Our High Priest on the Exiled Earth
This entire chapter, this long list of names, is a powerful testimony to the faithfulness of God. But it is also a testimony to the inadequacy of the Levitical priesthood. It was a priesthood of sinful men. It included the disobedient (Nadab and Abihu), the corrupt (Eli's sons), and the faithful (Phinehas, Zadok, Hilkiah). It was a priesthood that could be interrupted by death and catastrophe. It was a shadow, a placeholder, a type, pointing forward to something greater.
The writer to the Hebrews tells us that if perfection could have been attained through the Levitical priesthood, there would have been no need for another priest to arise, one after the order of Melchizedek (Heb. 7:11). That priest is the Lord Jesus Christ. He is the final High Priest. His genealogy is not of Levi, but of Judah. He is both King and Priest. His priesthood is not passed from father to son, because He lives forever. He does not offer the blood of bulls and goats, but offered Himself, once for all, as the perfect sacrifice for sin (Heb. 9:12).

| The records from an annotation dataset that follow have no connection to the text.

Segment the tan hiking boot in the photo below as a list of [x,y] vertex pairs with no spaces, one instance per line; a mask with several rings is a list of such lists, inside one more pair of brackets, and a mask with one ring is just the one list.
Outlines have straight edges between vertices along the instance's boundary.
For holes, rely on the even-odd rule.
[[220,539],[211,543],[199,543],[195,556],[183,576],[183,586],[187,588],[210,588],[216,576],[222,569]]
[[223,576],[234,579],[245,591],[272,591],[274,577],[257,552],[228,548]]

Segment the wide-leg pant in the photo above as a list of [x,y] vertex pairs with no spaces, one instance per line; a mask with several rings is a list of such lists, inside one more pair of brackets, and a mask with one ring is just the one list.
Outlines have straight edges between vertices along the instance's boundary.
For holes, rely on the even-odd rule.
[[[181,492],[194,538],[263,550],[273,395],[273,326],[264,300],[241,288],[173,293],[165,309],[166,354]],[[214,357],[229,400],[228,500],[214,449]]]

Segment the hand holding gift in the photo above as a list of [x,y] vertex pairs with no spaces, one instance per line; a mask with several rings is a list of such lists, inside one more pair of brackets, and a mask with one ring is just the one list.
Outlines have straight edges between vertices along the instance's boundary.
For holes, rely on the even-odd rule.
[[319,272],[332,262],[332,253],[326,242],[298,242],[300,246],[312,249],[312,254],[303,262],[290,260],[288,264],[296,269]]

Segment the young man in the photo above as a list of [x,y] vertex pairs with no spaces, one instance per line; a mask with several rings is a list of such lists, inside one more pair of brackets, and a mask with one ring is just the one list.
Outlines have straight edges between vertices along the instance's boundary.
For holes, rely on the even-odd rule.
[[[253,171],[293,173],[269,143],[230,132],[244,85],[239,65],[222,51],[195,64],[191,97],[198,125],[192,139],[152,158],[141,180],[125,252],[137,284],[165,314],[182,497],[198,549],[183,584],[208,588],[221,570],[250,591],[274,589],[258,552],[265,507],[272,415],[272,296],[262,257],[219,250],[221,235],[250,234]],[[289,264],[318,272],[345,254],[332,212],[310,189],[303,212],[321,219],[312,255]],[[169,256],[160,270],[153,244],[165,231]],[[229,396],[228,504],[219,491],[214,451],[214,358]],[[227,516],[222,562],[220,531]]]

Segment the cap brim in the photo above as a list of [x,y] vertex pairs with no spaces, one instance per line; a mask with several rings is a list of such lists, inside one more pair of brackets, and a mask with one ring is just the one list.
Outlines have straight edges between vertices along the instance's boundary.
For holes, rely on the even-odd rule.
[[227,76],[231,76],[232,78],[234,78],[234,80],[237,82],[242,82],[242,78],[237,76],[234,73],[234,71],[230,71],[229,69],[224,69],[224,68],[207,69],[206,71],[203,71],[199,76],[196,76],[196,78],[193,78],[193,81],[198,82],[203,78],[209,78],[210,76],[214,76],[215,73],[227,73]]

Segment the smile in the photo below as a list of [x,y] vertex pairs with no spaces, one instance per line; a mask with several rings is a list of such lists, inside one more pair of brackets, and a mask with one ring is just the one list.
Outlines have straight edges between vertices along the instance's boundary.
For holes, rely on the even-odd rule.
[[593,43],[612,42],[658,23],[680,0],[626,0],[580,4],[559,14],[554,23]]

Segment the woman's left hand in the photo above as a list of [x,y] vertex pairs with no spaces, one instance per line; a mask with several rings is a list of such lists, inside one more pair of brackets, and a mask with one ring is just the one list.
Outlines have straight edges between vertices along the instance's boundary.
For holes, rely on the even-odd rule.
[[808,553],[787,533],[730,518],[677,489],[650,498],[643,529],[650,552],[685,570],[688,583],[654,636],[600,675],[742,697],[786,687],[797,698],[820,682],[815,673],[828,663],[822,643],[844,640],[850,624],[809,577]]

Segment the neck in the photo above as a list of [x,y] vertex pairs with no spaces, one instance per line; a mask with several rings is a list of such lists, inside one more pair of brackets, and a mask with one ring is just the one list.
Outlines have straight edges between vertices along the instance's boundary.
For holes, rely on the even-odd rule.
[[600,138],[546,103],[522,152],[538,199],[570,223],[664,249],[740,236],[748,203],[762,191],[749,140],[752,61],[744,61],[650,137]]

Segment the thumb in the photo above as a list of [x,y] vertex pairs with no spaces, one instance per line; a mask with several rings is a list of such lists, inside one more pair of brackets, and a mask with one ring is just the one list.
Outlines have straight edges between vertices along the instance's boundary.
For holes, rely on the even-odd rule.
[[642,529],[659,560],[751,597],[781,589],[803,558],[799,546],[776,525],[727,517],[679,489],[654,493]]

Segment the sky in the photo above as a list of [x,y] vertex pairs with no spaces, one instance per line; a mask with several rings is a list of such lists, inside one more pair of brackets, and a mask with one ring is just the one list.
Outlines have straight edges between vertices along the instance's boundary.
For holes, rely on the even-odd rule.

The story of this chapter is our story in miniature. We too are born into a line, the line of Adam, a line of sin and death that ends in exile from the presence of God. We are all Jehozadaks, carried away from the place of true worship by our rebellion. But God, in His righteousness, did not abandon the line. He sent His Son, our great High Priest, Jesus. He entered into our exile. He went "along with us" into the far country of sin and death. On the cross, He endured the full force of God's righteous judgment against our sin. And through His resurrection, He leads us out of exile and brings us back into the presence of God.
Because of Him, the chain is not only preserved, it is perfected. And more than that, He has made us, all who are in Him, a "royal priesthood" (1 Peter 2:9). The purpose of our lives now is the same as the purpose of Azariah in Solomon's temple: to minister in the house of God. But our temple is not made with hands. It is the Church, the body of Christ. And our ministry is to offer up "spiritual sacrifices acceptable to God through Jesus Christ" (1 Peter 2:5), the sacrifices of praise, of good works, of our very lives laid down in service to our King. The genealogy continues in us, and will continue in our children, an unbroken chain of grace until that day when our High Priest returns to bring us into the final temple, the New Jerusalem, where we will worship Him forever.